There is hardly any use of the prefix y- (i-), but we have ybore, ii. 499.

vi. Dialect. Gower’s language is undoubtedly in the main the English of the Court, and not a provincial dialect. Making allowance for the influences of literary culture and for a rather marked conservatism in orthography and grammatical inflexions, we can see that it agrees on the whole with the London speech of the time, as evidenced by the contemporary documents referred to by Prof. Morsbach. At the same time its tendencies are Southern rather than Midland, and he seems to have used Kentish forms rather more freely than Chaucer. This is shown especially (1) in the more extensive use of the forms in which e stands for O. E. , as senne, kesse, pet, hell, &c.; (2) in the frequent employment of ie, both in French and English words, to represent ẹ̄, a practice which can hardly be without connexion with the Kentish cliene, diepe, diere, hier, hield, niede, &c.; (3) in the use of -ende as the normal termination of the present participle. (The Ayenbite regularly has -inde.) Probably also the preference shown by Gower for the close sound of ē, from O. E. ǣ, may be to some extent due to Kentish influence. Other points of resemblance between the language of Gower and that of the Ayenbite (for example) are the free use of syncopated forms in the 3rd pers. sing. of verbs and the regular employment of ous for us.

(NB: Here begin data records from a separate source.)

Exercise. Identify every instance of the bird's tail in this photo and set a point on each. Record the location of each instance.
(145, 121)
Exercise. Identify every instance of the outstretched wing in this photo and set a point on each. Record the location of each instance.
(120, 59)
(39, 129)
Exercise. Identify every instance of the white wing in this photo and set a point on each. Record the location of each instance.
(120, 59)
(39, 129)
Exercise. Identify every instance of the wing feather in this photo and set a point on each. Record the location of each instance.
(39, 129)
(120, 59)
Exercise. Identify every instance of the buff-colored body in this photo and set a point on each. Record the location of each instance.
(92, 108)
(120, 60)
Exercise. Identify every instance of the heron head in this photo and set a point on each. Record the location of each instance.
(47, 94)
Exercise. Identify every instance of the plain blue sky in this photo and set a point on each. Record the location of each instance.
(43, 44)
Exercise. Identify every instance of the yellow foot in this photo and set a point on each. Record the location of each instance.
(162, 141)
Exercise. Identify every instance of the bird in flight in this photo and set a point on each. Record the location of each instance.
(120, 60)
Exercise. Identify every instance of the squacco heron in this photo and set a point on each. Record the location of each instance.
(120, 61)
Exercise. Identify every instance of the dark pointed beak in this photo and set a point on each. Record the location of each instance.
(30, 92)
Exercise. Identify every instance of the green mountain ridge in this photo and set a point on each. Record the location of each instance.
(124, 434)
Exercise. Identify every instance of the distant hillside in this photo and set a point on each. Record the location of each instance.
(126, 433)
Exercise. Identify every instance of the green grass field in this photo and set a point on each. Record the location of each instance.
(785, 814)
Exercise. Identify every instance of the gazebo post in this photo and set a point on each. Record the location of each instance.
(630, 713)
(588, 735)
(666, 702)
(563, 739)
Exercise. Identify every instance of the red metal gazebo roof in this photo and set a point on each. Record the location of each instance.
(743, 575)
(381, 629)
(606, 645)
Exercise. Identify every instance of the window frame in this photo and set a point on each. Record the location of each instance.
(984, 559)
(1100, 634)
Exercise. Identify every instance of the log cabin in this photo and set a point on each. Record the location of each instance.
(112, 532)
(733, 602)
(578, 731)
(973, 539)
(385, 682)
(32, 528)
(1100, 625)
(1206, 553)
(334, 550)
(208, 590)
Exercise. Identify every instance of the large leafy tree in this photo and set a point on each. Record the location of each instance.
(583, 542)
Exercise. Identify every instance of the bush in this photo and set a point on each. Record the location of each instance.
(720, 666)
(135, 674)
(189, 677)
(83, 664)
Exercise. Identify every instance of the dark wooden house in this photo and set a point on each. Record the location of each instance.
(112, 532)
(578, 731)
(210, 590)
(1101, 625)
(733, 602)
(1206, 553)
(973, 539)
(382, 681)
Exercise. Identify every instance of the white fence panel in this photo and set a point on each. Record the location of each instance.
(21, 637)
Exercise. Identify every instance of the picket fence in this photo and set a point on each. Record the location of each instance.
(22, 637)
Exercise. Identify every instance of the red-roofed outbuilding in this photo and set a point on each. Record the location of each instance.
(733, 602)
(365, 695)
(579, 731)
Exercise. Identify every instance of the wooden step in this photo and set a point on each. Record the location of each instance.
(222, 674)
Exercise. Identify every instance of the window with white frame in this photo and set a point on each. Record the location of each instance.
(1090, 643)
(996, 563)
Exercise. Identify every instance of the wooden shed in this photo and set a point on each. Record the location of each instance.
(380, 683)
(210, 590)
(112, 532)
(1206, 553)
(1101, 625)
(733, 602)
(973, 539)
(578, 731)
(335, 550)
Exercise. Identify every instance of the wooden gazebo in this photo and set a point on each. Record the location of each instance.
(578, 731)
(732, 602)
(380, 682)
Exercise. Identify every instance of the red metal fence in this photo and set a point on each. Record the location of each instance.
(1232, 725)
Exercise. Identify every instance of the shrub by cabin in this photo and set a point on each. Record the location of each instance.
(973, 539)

vii. Metre, &c. The smoothness and regularity of Gower’s metre has been to some extent recognized. Dr. Schipper in Englische Metrik, vol. i. p. 279, remarks upon the skill with which the writer, while preserving the syllabic rule, makes his verse flow always so smoothly without doing violence to the natural accentuation of the words, and giving throughout the effect of an accent verse, not one which is formed by counting syllables. Judging by the extracts printed in Morris and Skeat’s Specimens (which are taken from MS. Harl. 3869, and therefore give practically the text of Fairfax 3), he observes that the five principal licences which he has noted generally in the English verse of the period are almost entirely absent from Gower’s octosyllabics, and in particular that he neither omits the first unaccented syllable, as Chaucer so often does (e.g. ‘Be it rouned, red or songe,’ Hous of Fame, ii. 214, ‘Any lettres for to rede,’ iii. 51, ‘Of this hill that northward lay,’ iii. 62), nor displaces the natural accent (as ‘Of Decembre the tenthe day,’ Hous of Fame, i. 111, ‘Jupiter considereth wel this,’ ii. 134, ‘Rounede everych in otheres ere,’ iii. 954), nor slurs over syllables.

To say that Gower never indulges in any of these licences would be an exaggeration. Some displacement of the natural accent may be found occasionally, even apart from the case of those French words whose accent was unsettled, but it is present in a very slight degree, and the rhythm produced does not at all resemble that of the lines cited above from Chaucer: e.g. i. 2296, ‘Wher that he wolde make his chace,’ 2348, ‘Under the grene thei begrave,’ 2551, ‘“Drink with thi fader, Dame,” he seide.’ Such as it is, this licence is nearly confined to the first foot of the verse, and is not so much a displacement of the natural accent of the words as a trochaic commencement, after the fashion which has established itself as an admitted variety in the English iambic. We may, however, read long passages of the Confessio Amantis without finding any line in which the accent is displaced even to this extent.

Again, as to slurring of syllables, this no doubt takes place, but on regular principles and with certain words or combinations only. There are hardly more than three or four lines in the whole of the Confessio Amantis where a superfluous syllable stands unaccounted for in the body of the verse, as for example,

iv. 1131, ‘Som time in chambre, som time in halle,’

v. 447, ‘Of Jelousie, bot what it is,’

v. 2914, ‘And thus ful ofte aboute the hals,’

v. 5011, ‘It was fantosme, bot yit he herde.’

The writer seems to have no need of any licences. The narrative flows on in natural language, and in sentences and periods which are apparently not much affected by the exigencies of metre or rhyme, and yet the verse is always smooth and the rhyme never fails to be correct. If this is not evidence of the highest style of art, it shows at least very considerable skill.